Studebaker John doesn’t do any covers, Myren said, adding, “He’s quite a triple threat: writes and sings and plays them, and he’s a really excellent harmonica player as well.”

Myren added that Studebaker John invented a unique harmonica stand that allows him to play with much more force than if he were using a rack strapped around his neck. “I think he’s produced and sold a few to other harmonica players as well,” Myren said.

Recording the show

This year the festival sounds will be preserved by more than the attendees’ memories. Myren has lined up an engineer to record the full band sets on the main stage for possible release later.

“We'll have to see how it sounds and how it turns out, of course, so there are no promises he’s necessarily going to even do anything with it,” Myren said. “But we’re going to record it and see what we get.”

One possibility, Myren said, could be to put together a various-artists commemorative compact disc, a limited edition featuring a couple of cuts from each of the bands who performed.

“Something we could sell at the ballroom or even online, I suppose,” he said.

Musical tradition 

Beyond the world class blues talent, festival attendees can enjoy the unique surroundings. Built in 1933, the ballroom was listed on the National Register of Historic Places in 1997.

“It’s a one-of-a-kind building, architecturally speaking,” Myren said. “It’s just an architectural marvel.”

As the Silver Dome’s website states, the structure utilizes a Lamella truss design, referring mainly to the honeycomb pattern of bolted ceiling beams.

“It’s one of the only ones left and the only one ever built with rounded band shell style ends on it,” Myren said. “All the others were built like barns, squared off at each end.”

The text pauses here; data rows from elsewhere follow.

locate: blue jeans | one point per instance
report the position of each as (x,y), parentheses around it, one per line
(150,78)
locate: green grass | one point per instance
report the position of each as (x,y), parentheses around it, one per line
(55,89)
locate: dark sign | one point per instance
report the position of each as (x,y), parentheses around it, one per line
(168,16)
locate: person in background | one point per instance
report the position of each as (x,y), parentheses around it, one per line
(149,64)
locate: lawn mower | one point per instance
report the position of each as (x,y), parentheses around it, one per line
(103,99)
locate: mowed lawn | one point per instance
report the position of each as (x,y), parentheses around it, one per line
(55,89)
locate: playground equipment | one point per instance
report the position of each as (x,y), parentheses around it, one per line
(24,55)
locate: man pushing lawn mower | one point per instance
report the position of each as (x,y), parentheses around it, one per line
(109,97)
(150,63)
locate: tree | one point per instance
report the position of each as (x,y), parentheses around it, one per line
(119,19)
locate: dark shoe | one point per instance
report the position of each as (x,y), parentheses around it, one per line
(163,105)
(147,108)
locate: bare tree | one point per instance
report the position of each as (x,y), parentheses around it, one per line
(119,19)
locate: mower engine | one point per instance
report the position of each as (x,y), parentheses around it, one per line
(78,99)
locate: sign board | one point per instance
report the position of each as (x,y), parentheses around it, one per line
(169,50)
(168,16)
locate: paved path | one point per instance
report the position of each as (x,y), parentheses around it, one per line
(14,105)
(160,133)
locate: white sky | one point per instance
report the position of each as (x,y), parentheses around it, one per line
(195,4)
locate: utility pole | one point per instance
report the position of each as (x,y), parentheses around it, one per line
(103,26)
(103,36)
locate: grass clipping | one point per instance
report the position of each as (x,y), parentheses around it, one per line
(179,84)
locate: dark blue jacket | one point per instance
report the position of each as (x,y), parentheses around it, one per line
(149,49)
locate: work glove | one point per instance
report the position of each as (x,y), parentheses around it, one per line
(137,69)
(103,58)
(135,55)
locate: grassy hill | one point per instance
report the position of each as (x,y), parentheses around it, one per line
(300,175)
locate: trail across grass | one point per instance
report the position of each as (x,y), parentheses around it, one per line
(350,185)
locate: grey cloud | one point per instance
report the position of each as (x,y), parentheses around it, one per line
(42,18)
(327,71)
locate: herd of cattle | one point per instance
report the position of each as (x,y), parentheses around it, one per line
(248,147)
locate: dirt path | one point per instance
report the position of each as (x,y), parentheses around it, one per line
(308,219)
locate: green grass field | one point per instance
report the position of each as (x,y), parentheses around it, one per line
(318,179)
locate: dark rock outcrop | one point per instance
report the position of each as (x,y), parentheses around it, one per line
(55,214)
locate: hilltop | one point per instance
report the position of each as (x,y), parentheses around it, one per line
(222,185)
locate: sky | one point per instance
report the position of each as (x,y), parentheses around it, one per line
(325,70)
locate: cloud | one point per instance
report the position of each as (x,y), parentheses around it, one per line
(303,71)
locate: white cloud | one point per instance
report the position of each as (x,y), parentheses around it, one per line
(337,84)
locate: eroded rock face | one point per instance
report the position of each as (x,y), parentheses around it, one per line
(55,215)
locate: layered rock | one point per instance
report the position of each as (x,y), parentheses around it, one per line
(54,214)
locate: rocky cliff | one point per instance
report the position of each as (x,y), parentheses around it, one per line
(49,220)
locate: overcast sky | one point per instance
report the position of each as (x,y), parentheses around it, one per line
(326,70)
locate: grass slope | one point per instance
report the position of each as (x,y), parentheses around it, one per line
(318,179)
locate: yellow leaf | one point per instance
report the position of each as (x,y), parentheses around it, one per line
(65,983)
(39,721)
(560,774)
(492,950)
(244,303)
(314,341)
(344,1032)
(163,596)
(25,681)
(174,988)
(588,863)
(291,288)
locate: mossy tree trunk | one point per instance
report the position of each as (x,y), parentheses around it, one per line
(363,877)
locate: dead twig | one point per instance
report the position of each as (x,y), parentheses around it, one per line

The ballroom was built by the Keller Brothers — Albert Paul, Henry and Walter -- with assistance from Cornel Moen and other area laborers, the website says. Not coincidentally, Myren noted, the Kellers were musicians themselves.

“They had a family orchestra they played in so they thought it should have these band shell style ends for acoustic purposes and stuff,” he said. “And so the acoustics are amazing in the place.”

Place in history 

Good thing, considering the luminaries who have entertained crowds there.

As Myren pointed out, before the interstate highway system was built, U.S. 10 served as the main road between Chicago and the Twin Cities.

“That’s how Count Basie ends up playing there,” he said. “That’s how Johnny Cash and George Jones end up playing there.” In fact, Myren added, Cash and Jones played there on the same night — and he has an old display ad for the show to prove it.

The who’s who icons performing on their way through included: the Duke Ellington and Glenn Miller orchestras, Frankie Yankovich, Johnny Paycheck, Bellamy Brothers, John Anderson, Bob Wills & the Texas Playboys, Buffalo Springfield (with Neil Young and Stephen Stills), Cheap Trick, Herman’s Hermits, Styx and Bobbie Vee.

Since Myren bought the establishment in 2000 (the Silver Dome caught his eye while driving to Packers games from the Twin Cities), he has brought in acclaimed musicians such as Wayne Hancock, Spider John Koerner & Tony Glover, Grant Hart (of Husker Du) and, earlier this year, Reckless Kelly.

That would explain why the venue draws people from a wide radius, including Eau Claire, Stevens Point, Marshfield, Wisconsin Rapids, Wausau, and the smaller communities surrounding those cities. Still, Myren would be happy to welcome more fans on a given night, considering that, for instance, Eau Claire is only about 45 minutes away “at most,” he said.

Since buying the ballroom, Myren said, he has been gradually fixing it up, “and it’s looking pretty nice now,” he said. “I need to get some paint on the exterior and repair a few windows, but otherwise it’s in pretty nice shape.”

In conversation it’s evident that Myren’s commitment to the Silver Dome Ballroom stems from his love for music, as he speaks with knowledge and alacrity about players such as, well, Lil’ Ed and The Blues Imperials and Studebaker John and The Hawks, and the stage itself.

“I love that place,” he said. “I don’t even really feel like the owner. I feel like the caretaker of this amazing community asset.”